When he arrived in Paraguay on July 11, the Pope met with representatives of civil society in the city of Asunción. In his speech he did not hesitate to protest against the ideologies that often ended in dictatorships. The proponents of these ideologies, he insisted, think “everything for the people but do nothing with the people.” He also denounced corruption as a consuming “moth, the gangrene of the people”, thus criticizing Latin American socialism.

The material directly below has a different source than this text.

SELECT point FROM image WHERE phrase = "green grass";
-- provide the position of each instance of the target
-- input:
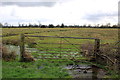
(30, 70)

On July 12, Pope Francis celebrated Mass on the immense air base Nu Guazú in Asunción. With 700,000 of the faithful in attendance, he recommended evangelizing, not by seeking “to convert people with our arguments” but “by learning to welcome” because “the Church, as Jesus wants it to be, is the house of hospitality.” “The distinctive characteristic of the Church”, the Pope insisted, “is to learn to live in fraternity with others.” He explained that this also means “making a transition from a logic of egotism, being closed, confrontation, division, and superiority to a logic of life, freely giving, and love. From the logic of domination, oppression and manipulation to the logic of welcome, reception and care.”